By the close of trading the ISEQ Overall Index had added 0.28pc, or 8.22 points, to reach 2,952.24.
That was the fourth modest gain in a row by the index, with most major stocks adding value during the session.
The IMF aims to increase its resources to safeguard the global economy after identifying a potential need for $1trn (€780bn) in financing in coming years, a spokesman said in a statement.
Greece is said to be close to a deal with private creditors that would give them cash and securities with a market value of about 32c per euro of government debt.
Smurfit Kappa was the leading major stock mover yesterday, surging up 4.3pc to €5.58. Bank of America upgraded the packaging firm to "buy" yesterday.
CRH had a strong day, adding 1.28pc to close at €15.40 while Grafton Group rose 1.58pc to €2.63.
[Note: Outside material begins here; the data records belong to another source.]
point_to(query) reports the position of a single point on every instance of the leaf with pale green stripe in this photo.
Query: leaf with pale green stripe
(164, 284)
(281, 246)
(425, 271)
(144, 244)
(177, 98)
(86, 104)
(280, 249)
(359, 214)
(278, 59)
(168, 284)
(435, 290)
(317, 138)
Despite the broad based gains, there were losses, with Tullow Oil the main laggard on the day. The exploration company slumped 4.86pc after it missed its guidance on production targets for 2011.
Tullow's problems hit the oil and gas sector more generally, with Petroneft (down 2.27pc) and Petroceltic (off 18.18pc) also struggling. Oil fell in New York to under $111 a barrel.
Elsewhere, national benchmark indices climbed in 12 of the 18 western European markets. The UK's FTSE 100 Index rose 0.2pc, Germany's DAX Index advanced 0.3pc and France's CAC 40 Index slipped 0.2pc. The Stoxx Europe 600 was little changed.
The market "couldn't make its mind up as to whether it should test the year's highs or head lower," said Angus Campbell, head of sales at Capital Spreads. "The only news flow that caused a bit of excitement earlier was when the IMF announced it wanted to boost its coffers. Unfortunately for the bulls, the resultant rally was very short lived."
Man Group jumped 6.8pc, rebounding from yesterday's 2.9pc retreat. The world's largest publicly traded hedge fund announced plans to reduce costs by $75m after assets under management fell 9.5pc in the fourth quarter.
Funds declined to $58.4bn at the end of December from $64.5bn three months earlier. That met the estimate of some analysts.
"Today's leaderboard is filled with rebound stocks," said Will Hedden, a sales trader at IG Index in London.
"Hedge fund Man Group, who had a torrid autumn, has rallied. Essar Energy have regained 8pc after being obliterated yesterday by the sales-tax decision in India."